Calvin, Aquinas and a Whopper with Cheese

"Be Your Way!" The new slogan sums up the philosophy that drives our public debate on morality

“You have a right, yea even a responsibility not to just “Have It Your Way,” but to “Be Your Way.” People “can and should live how they want anytime.” This makes the role of government and business the infinite proliferation of choices, a notion that’s in everything from our fast foods to our laws.”

 

“Have It Your Way!” You’ve heard it thousands of times. That’s because Burger King has been drumming it into our heads for forty years. But you’re not going to hear it any more. Burger King no longer wants you to “Have It Your Way!” That’s not good enough for you.
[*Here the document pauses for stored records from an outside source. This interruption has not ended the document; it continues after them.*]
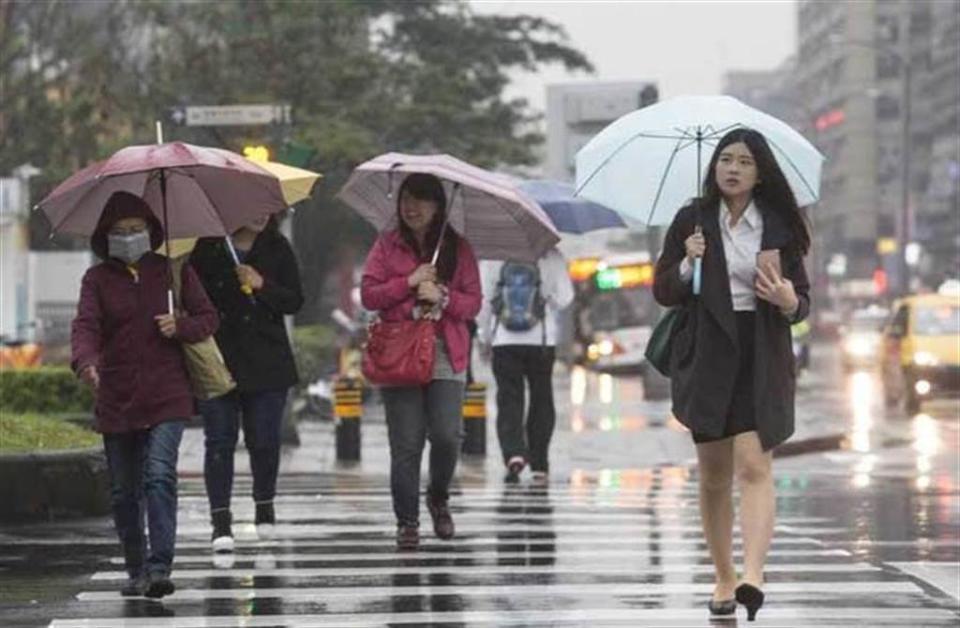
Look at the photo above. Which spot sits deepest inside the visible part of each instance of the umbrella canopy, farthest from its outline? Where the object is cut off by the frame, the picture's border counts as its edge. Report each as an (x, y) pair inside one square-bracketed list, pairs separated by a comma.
[(296, 183), (208, 191), (569, 213), (649, 163), (498, 219)]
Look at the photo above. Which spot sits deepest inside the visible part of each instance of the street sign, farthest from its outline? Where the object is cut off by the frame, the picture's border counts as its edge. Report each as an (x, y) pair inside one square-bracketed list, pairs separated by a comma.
[(231, 115)]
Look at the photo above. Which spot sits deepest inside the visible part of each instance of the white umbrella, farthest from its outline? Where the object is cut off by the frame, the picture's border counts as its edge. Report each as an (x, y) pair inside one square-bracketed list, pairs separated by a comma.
[(499, 220), (649, 163)]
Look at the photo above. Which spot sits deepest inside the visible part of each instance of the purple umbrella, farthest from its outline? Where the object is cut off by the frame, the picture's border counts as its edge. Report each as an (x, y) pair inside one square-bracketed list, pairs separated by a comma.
[(499, 220)]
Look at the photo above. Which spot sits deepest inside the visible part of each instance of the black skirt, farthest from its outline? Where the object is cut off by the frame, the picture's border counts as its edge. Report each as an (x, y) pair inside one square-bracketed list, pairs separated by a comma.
[(741, 416)]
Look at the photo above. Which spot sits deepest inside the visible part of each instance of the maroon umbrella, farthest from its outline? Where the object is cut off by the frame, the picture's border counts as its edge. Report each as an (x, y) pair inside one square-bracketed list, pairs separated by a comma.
[(194, 190)]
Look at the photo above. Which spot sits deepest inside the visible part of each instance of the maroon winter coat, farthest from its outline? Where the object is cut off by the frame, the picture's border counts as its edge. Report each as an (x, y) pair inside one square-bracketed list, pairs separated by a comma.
[(143, 377)]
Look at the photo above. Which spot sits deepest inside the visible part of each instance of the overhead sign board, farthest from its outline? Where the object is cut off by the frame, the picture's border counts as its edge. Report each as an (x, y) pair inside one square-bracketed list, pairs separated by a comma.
[(231, 115)]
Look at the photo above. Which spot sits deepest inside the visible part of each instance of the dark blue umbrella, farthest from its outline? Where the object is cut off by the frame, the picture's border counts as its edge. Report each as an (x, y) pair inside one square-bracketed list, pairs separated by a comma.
[(569, 213)]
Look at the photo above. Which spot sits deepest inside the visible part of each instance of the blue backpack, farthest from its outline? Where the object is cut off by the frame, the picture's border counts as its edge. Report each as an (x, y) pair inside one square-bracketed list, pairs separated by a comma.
[(518, 304)]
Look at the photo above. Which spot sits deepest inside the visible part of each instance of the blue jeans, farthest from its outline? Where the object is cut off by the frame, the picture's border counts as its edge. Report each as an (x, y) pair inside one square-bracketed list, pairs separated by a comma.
[(414, 414), (143, 478), (261, 414)]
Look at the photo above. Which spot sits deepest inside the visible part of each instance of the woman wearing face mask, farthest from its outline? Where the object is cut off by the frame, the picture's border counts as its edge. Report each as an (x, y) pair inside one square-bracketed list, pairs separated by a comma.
[(400, 283), (126, 345), (731, 363), (252, 299)]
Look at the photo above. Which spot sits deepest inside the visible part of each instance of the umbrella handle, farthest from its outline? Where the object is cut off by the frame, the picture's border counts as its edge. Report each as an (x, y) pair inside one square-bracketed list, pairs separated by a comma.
[(247, 289)]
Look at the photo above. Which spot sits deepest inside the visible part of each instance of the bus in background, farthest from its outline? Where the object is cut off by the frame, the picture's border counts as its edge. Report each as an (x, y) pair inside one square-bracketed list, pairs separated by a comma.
[(614, 315)]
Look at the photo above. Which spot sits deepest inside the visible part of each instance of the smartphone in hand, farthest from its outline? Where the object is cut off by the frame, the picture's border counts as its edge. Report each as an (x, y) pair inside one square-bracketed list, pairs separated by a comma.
[(770, 258)]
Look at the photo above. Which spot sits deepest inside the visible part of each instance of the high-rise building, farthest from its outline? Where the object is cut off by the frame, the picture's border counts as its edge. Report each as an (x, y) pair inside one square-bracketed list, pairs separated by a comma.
[(578, 111), (863, 69)]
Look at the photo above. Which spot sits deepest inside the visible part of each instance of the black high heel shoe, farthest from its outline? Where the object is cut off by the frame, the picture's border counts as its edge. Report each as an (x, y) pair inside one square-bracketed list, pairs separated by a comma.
[(723, 607), (751, 597)]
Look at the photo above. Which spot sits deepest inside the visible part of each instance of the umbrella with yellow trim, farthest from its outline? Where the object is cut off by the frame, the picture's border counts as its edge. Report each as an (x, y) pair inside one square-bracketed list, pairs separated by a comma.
[(296, 184)]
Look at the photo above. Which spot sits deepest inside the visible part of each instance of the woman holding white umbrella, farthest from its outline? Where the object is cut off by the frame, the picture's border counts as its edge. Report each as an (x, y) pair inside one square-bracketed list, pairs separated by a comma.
[(731, 362)]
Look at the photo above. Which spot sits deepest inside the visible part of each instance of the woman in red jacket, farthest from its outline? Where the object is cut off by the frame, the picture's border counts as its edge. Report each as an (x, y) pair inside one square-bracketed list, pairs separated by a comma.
[(400, 283), (127, 347)]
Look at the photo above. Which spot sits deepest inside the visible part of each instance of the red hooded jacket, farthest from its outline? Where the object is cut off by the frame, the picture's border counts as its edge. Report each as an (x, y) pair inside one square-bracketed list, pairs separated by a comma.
[(143, 377)]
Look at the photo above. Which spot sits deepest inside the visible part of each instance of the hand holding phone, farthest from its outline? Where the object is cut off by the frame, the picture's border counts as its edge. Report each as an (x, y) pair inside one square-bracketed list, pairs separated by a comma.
[(769, 260)]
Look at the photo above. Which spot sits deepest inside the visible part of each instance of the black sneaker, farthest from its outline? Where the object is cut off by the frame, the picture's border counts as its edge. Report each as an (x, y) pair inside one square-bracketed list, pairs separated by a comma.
[(266, 520), (442, 520), (134, 587), (222, 537), (159, 585), (408, 537), (514, 467)]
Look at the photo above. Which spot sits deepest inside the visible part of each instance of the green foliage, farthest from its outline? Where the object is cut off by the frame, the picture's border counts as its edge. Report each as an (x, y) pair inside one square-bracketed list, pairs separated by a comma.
[(27, 432), (44, 390), (316, 351), (362, 78)]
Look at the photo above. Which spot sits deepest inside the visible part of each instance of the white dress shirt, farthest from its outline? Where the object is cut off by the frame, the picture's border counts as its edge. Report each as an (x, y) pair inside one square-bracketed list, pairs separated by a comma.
[(555, 287), (741, 243)]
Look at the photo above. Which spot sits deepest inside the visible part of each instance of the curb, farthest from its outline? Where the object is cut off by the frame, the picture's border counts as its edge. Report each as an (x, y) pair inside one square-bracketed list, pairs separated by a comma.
[(52, 485)]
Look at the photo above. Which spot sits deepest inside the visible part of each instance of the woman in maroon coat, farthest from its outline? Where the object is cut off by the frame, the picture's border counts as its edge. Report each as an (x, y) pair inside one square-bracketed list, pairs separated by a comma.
[(127, 347)]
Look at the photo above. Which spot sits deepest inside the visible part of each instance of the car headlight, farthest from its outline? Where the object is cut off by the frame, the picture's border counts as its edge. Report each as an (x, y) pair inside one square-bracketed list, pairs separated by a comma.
[(925, 358), (860, 345)]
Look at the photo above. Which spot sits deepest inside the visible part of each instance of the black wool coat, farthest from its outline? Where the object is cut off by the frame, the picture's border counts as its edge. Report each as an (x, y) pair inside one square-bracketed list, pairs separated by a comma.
[(252, 335), (705, 352)]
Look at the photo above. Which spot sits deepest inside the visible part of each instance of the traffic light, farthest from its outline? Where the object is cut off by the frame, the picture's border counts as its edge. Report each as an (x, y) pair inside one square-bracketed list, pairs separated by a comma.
[(256, 152), (880, 283), (649, 95)]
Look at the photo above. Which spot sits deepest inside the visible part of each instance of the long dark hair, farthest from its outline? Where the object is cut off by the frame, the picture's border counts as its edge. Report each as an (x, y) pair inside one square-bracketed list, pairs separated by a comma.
[(772, 192), (426, 187)]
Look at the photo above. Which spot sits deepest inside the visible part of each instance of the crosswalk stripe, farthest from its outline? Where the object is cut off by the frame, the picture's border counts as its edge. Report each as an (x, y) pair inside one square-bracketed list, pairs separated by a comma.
[(472, 514), (487, 554), (559, 567), (298, 531), (512, 538), (601, 589), (584, 616)]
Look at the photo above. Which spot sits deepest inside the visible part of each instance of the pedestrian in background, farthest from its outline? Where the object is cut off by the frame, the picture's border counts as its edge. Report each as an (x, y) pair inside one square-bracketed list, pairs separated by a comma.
[(126, 345), (519, 324), (731, 362), (252, 298), (400, 283)]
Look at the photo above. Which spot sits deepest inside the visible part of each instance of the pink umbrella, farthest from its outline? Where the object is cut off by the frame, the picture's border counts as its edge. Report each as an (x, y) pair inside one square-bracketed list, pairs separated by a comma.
[(499, 220), (195, 191)]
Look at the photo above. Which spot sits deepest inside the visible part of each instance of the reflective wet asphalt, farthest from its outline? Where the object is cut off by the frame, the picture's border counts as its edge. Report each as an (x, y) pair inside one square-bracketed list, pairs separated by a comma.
[(868, 535)]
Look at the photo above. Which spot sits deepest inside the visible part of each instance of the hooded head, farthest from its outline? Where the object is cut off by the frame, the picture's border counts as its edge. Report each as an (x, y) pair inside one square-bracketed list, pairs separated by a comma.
[(124, 205)]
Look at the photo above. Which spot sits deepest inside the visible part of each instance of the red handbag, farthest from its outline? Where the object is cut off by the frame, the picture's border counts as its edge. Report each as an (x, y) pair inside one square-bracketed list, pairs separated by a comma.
[(400, 353)]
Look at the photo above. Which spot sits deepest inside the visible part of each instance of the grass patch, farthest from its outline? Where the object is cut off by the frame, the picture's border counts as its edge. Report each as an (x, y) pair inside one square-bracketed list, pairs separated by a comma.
[(30, 432)]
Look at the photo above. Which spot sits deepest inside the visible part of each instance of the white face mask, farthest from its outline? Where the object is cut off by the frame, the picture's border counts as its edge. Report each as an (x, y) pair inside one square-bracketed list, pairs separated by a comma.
[(128, 248)]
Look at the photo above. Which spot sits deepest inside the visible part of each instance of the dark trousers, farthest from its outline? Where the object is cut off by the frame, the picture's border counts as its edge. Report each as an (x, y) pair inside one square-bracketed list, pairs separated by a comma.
[(414, 415), (143, 479), (515, 366), (261, 414)]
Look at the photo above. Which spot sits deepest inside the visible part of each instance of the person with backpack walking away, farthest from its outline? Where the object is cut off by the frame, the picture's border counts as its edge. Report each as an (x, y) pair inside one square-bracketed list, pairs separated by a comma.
[(127, 346), (519, 325), (731, 360), (400, 283), (253, 298)]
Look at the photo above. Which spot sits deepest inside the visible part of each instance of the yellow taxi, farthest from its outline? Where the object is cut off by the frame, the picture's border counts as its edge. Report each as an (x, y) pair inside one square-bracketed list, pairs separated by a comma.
[(921, 350)]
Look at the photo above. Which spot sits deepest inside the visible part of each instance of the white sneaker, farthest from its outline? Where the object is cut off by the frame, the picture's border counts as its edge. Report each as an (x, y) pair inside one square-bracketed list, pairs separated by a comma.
[(266, 531), (223, 544), (224, 560)]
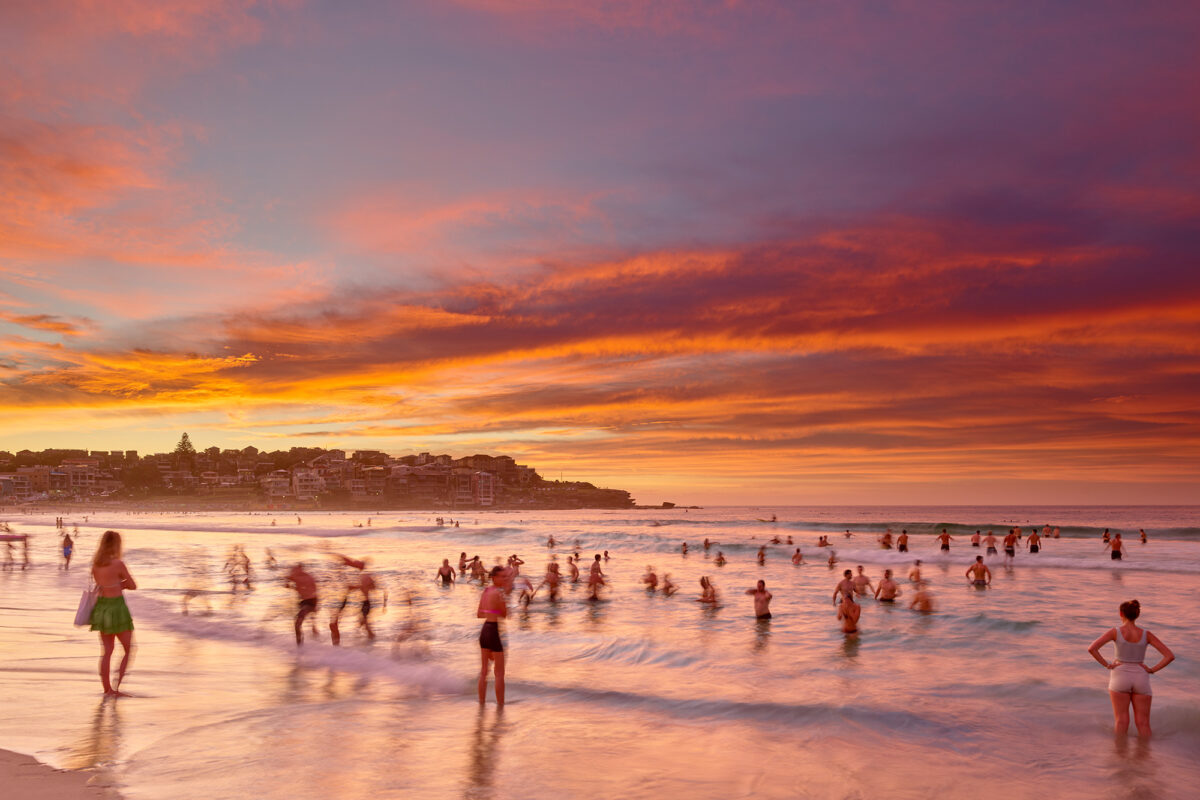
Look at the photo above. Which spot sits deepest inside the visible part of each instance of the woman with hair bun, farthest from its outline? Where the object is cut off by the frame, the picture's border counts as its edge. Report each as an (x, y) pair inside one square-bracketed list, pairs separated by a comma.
[(111, 615), (1129, 675)]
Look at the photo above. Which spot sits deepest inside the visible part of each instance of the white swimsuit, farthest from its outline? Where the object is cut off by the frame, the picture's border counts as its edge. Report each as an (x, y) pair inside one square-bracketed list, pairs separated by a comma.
[(1129, 675)]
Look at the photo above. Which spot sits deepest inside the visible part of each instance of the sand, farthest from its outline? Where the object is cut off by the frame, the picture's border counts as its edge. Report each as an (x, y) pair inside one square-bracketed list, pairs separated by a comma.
[(30, 780)]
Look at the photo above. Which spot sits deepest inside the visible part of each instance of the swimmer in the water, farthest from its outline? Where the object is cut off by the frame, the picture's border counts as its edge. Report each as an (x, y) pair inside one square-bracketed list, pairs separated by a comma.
[(845, 587), (1116, 545), (979, 573), (651, 579), (922, 600), (862, 583), (1009, 547), (887, 591), (849, 613), (761, 600), (946, 539)]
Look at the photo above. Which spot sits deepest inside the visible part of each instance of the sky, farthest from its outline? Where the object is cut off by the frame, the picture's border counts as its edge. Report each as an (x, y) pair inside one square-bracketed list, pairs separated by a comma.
[(712, 252)]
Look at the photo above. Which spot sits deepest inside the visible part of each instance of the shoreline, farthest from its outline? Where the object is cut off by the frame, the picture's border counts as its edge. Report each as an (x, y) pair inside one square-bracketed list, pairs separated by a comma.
[(29, 779)]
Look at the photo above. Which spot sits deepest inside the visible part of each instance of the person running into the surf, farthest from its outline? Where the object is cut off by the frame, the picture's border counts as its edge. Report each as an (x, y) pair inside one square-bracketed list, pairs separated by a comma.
[(922, 599), (1116, 546), (862, 583), (492, 608), (306, 588), (595, 579), (849, 613), (761, 600), (1009, 547), (552, 579), (946, 539), (887, 591), (651, 579), (845, 587), (979, 573)]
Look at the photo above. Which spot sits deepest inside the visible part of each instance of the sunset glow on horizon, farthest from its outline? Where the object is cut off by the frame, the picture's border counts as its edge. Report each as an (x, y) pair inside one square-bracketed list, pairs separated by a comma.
[(708, 252)]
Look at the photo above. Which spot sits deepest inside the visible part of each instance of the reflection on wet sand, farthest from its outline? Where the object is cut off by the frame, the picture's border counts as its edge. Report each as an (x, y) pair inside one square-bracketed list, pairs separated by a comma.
[(99, 750), (485, 753)]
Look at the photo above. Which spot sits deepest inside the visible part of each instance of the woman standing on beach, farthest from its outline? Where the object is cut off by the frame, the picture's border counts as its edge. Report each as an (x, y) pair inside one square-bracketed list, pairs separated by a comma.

From now on, “Be Your Way!”

According to Associated Press, Burger King wants to communicate that customers, “can and should live how they want anytime. It’s ok to not be perfect … Self-expression is most important and it’s our differences that make us individuals instead of robots.” It’s a matter of “making a connection with a person’s greater lifestyle.”

Yes, we’re talking validating existence with Whoppers. But, no, it’s not crazy. The new slogan sums up the prevailing philosophy that drives our choices and much of our public debate on moral questions.

In his book, The Unintended Reformation: How a Religious Revolution Secularized Society, Notre Dame history professor Brad Gregory writes, “As [Alasdair] MacIntyre notes, the widespread default in Western societies at large is emotivism, an ethic of subjective, feelings-based, personal preference, which only exacerbates the unresolved and irresolvable [moral] disagreements. The de facto guideline for the living of human life in the Western world today seems simply to be ‘whatever makes you happy’—‘so long as you’re not hurting anyone else’—in which the criteria for happiness, too, are self-determined, self-reporting, and therefore immune to critique ….”

The result, as Gregory points out (again citing MacIntyre) is that questions of whether or not “Your Way” is good or bad, moral or immoral, acceptable in civil society or unacceptable in civil society are never resolved because they cannot be resolved. Marriage, life, immigration, education, sexuality, and anything else you can name including “Large or small fries?” are understood as nothing more than feelings-based personal preferences and, as modern psychology preaches, feelings can never be wrong.